И улыбнулась мягко, светло, в том смысле, что, дескать, ничего не поделаешь — на то она и жизнь. Засучила рукава и принялась хлопотать по дому, но теперь Онаке горел любопытством. Он бегал за ней, как ребенок, которому захотелось сладкого, — Нуца выбежит по делам на улицу, идет и он за ней, Нуца возвращается — возвращается и он следом и все выкладывает свои догадки, которые, по его понятию, могли довести дочку до такого горя.
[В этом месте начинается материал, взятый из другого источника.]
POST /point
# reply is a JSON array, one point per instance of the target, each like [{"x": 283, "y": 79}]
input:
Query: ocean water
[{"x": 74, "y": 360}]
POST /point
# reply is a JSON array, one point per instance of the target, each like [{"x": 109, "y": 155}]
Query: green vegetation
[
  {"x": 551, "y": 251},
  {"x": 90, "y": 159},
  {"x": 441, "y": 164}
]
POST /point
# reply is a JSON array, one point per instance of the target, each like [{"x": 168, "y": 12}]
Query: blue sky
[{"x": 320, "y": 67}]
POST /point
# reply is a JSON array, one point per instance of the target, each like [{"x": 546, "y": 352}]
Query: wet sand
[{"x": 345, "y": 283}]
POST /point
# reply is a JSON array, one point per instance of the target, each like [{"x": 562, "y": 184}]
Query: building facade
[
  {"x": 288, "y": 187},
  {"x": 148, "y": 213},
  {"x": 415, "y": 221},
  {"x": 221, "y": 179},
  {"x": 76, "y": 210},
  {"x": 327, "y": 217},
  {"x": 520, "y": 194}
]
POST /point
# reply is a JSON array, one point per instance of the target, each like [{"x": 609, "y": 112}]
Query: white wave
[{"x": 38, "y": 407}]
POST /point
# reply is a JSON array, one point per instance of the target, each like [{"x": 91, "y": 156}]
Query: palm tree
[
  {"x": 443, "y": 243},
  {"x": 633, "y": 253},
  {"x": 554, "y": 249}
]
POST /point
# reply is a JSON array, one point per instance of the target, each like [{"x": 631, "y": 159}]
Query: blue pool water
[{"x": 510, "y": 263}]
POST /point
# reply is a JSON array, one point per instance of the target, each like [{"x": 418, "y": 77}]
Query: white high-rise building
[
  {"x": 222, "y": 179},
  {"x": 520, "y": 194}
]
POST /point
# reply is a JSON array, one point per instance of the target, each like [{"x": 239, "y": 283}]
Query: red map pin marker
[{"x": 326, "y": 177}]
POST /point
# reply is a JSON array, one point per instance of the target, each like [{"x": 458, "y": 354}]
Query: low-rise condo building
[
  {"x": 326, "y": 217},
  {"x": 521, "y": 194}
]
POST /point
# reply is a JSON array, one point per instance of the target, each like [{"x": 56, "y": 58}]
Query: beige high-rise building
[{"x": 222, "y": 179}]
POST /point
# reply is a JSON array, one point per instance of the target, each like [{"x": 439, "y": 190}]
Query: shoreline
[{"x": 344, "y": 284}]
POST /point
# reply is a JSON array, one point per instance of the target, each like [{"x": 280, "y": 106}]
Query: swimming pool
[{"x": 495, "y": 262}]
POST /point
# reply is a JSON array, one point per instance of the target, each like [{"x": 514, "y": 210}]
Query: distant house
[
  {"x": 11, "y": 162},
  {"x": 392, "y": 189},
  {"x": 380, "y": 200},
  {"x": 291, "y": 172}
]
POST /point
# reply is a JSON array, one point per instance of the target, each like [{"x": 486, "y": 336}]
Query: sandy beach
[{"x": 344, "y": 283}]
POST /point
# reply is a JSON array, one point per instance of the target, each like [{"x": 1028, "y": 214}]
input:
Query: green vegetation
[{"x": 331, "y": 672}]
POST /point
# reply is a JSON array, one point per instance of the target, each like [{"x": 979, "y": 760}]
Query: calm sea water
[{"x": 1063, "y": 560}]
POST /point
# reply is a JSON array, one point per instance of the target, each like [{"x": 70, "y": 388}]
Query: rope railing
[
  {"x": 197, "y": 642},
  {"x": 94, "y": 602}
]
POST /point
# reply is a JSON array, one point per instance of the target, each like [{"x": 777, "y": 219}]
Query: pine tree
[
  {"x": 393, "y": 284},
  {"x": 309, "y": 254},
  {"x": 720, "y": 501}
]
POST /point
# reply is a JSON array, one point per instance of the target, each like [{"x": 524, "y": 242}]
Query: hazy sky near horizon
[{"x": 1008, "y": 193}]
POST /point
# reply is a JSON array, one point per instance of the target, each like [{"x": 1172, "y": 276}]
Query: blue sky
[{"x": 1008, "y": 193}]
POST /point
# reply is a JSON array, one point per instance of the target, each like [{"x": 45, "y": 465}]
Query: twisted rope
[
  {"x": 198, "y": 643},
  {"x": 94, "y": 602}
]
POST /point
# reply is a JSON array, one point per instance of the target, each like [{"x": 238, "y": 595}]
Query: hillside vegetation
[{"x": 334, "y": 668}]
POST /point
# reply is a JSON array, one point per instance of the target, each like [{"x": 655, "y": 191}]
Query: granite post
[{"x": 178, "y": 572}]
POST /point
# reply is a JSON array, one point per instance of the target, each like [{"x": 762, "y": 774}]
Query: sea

— Послушай, а может, на тебя напраслину возвели? Сейчас ведь любят трепаться. Или, может, в курятник ночью забрались — кто-то на днях рассказывал, что теперь опять по ночам стали лазить в чужие курятники.
Нуцу забавляли эти догадки, но ей было некогда. Она отмахивалась от них, а Онаке не отставал, и мучил себя, и прямо ума не мог приложить, что же с его дочкой могло стрястись. Поздно, перед самым уходом, Нуца, стоя на пороге, долгим взглядом посмотрела на отца. Голова вся седая, а сам он еще на редкость крепкий, здоровый, кряжистый. И это в то время, когда всех степных жителей качает после голода, когда и самым молодым уже свет не мил. То-то и оно. Одни знают, как сделать, чтобы выжить, другие не знают. Те, которые знают, никому не говорят, а те, что не знают, стесняются спросить, и так вот и живут люди.
Нуца тяжело вздохнула. Ее потрескавшиеся от ветра губы опять было слезно вздрогнули, но она вовремя прикусила их и, низко опустив голову, прошептала:
— А я к вам, отец, пришла было с большой просьбой… — И, переборов неловкость, добавила: — Может, поговорите с моим мужем. С Мирчей.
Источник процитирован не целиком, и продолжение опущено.